Hackers and Scientists

In May 2003, Paul Graham (founder of YCombinator) published one of his most famous essays, “Hackers and Painters”:

“Hacking and painting have a lot in common. In fact, of all the different types of people I’ve known, hackers and painters are among the most alike. What hackers and painters have in common is that they’re both makers.” – Paul Graham

It was long after that I read it, probably around 2014, by the time I started working on my first company. Still, I remember that it highly resonated with me. I bet you have been there, as well: with a fresh painting coding assignment, looking at the empty canvas screen and thinking carefully (even with pleasure) of all the implications; of the different parts and how they would related to each other in the grand scheme of the composition architecture. Probably you went through that process several times, creating and destroying, and even drafting prototyping in the middle. You felt that just with your brushes and colours screen and keyboard, you could paint build anything. Rings a bell?

“The Last Supper” by Leonardo da Vinci. Restored version.

I had those thoughts in my head when I started my first company, Relendo. It started from a simple realization: we have all gathered many things that we bought during are lives, and those things are 99% of the time waiting in a drawer just accumulating dust. What if other people could use those things for a fee? Yep: we discovered rentals. Not any kind of rentals: rentals between peers. We wanted to be the Airbnb of everyday items: photo and video equipment, tools, sports equipment…

With that intent, we started building. We used all our creativity to decide how the product should work. We felt like Leonardo da Vinci imagining The Last Supper and placing mentally each of the characters in the perfect spot, with the right expression and expressing a subtle but elegant meaning that flowed directly to the viewer. We could perfectly imagine how users would react to this and that feature, and how the product would serve them swiftly like an extension of their own body. We imagined a spotless masterpiece. And then we built it. Or some part at least. Want to know what happened next? Well, it didn’t work quite actually. Our master piece, so well thought and masterfully executed wasn’t appreciated and much less achieved its goal. Only a handful of users got to experience it, and they left more confused in the best of cases. We were devastated. What had happened? What could have we done wrong in the process?

Pacific Northwest National Laboratories researchers picture from Unsplash.

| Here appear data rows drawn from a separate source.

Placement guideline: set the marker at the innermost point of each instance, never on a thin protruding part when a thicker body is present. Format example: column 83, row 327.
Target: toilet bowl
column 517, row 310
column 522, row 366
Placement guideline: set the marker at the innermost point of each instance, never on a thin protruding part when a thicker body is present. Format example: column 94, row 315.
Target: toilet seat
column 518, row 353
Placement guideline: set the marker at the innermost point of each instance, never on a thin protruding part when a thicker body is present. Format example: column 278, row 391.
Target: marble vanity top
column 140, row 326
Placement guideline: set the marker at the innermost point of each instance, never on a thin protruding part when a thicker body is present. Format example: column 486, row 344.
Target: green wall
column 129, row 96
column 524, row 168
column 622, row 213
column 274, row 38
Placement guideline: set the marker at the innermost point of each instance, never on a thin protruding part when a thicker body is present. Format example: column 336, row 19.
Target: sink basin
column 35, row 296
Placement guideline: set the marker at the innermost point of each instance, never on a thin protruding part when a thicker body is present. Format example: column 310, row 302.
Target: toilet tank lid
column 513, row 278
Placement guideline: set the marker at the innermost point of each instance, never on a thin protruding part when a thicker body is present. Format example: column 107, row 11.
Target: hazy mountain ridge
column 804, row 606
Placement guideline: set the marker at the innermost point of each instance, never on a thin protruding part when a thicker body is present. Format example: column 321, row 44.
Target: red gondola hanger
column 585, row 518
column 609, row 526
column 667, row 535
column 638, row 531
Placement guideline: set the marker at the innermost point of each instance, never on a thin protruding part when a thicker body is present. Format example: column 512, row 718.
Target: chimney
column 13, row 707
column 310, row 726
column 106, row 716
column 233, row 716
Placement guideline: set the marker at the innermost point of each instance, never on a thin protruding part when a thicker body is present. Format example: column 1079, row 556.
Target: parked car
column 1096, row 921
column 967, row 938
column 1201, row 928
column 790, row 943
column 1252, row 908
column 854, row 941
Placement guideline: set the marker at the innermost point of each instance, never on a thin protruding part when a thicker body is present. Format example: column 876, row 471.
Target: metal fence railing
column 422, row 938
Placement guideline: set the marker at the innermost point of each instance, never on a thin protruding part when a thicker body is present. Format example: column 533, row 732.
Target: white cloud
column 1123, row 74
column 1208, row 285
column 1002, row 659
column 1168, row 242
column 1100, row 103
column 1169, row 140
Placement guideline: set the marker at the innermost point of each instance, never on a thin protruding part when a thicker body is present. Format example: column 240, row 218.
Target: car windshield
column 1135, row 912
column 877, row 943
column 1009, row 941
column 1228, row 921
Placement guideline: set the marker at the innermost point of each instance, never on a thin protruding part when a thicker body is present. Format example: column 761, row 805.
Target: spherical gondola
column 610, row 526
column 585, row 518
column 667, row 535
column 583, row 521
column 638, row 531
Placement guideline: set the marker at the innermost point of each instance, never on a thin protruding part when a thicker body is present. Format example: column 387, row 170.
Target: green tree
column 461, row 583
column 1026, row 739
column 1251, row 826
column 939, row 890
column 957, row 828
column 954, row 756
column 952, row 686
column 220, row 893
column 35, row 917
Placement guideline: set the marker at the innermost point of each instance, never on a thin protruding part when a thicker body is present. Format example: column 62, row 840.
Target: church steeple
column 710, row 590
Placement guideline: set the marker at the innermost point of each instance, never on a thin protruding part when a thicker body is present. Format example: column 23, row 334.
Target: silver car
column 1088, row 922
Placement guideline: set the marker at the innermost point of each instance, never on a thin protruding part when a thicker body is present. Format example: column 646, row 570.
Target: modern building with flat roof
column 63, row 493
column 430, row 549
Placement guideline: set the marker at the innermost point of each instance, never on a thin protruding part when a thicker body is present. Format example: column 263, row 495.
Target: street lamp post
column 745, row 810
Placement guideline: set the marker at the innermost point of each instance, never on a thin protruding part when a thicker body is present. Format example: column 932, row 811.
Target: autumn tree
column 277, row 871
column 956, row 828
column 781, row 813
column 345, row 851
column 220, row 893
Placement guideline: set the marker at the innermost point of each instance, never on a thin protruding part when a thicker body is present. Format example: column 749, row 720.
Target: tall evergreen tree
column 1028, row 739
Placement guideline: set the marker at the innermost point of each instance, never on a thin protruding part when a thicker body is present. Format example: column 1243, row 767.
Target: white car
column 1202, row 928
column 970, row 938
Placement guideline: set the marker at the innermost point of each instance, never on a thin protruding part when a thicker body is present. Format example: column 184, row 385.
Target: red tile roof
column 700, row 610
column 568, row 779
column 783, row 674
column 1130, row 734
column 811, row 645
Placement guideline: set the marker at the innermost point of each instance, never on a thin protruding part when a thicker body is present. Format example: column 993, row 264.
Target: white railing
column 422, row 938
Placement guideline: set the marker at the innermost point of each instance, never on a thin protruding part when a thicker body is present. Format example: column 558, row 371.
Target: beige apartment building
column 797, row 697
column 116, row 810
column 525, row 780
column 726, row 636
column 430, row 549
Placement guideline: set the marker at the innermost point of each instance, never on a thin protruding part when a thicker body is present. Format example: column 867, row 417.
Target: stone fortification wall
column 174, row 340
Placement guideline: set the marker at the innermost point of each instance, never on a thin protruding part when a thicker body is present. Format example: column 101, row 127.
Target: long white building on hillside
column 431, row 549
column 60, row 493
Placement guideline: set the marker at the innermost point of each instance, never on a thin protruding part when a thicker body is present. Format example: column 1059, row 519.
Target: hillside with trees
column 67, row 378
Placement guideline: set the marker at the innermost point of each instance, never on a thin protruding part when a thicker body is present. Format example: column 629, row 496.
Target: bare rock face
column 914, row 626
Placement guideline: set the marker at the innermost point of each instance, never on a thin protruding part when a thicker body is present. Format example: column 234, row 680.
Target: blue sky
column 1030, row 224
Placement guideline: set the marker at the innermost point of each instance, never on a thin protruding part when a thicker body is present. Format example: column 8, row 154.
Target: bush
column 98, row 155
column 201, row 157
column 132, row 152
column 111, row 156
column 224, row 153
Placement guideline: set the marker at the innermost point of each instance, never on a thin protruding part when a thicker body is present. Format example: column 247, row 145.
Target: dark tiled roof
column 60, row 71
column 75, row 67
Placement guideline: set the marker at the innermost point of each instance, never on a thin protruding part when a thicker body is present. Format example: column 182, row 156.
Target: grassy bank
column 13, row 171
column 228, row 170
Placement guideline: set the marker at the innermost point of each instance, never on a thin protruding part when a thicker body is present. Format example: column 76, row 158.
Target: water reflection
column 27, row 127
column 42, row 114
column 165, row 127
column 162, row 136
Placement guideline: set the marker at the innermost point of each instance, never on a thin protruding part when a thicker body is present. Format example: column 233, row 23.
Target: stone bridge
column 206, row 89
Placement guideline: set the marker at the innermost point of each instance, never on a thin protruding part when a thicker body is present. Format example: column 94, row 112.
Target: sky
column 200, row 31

Not long after that, we discovered Lean Startup, and the idea that you have to accept you know nothing (or close to nothing) of your users, so you should build, measure and learn as fast, efficiently and cheaply as possible, in iterations, to maximize your learning:

“The only way to win is to learn faster than anyone else.” – Eric Ries

So we started following Lean Startup, and discovered that it was simple, but not easy. When we were dreaming about the grandiosity of unbounded creation, Lean slapped us the face to remind us that this is not about you, or what you create (your solution), but about the problems that you are helping to solve. With Lean came many other things: like hypothesis, Minimum Viable Products (MVPs), A/B testing, metrics…7With all those tools, we felt like we were making real progress into understanding our users and helping them. We also felt that, slowly and steadily, we were becoming scientists: we laid our hypothesis about how our users would react to certain feature, and defined an experimental model based on metrics to track its impact in our Key Performance Indicators (KPIs); we then built and released it, always carefully measuring every step on the way to ensure no piece of information was lost. Finally, with all the data, we sit down and analyzed it, in an attempt to remove some of the uncertainty surrounding our understanding of our users and our own product. Sometimes, we realized that it was all for nothing, just because some of the process had failed (we were learning, as well). Some other times, we realized that the data was not conclusive, despite the long time we had been measuring it. In the end, we were just applying the good old scientific method to create a product, and a business on top of it

A Google Analytics dashboard like the ones you can use to track your experiments.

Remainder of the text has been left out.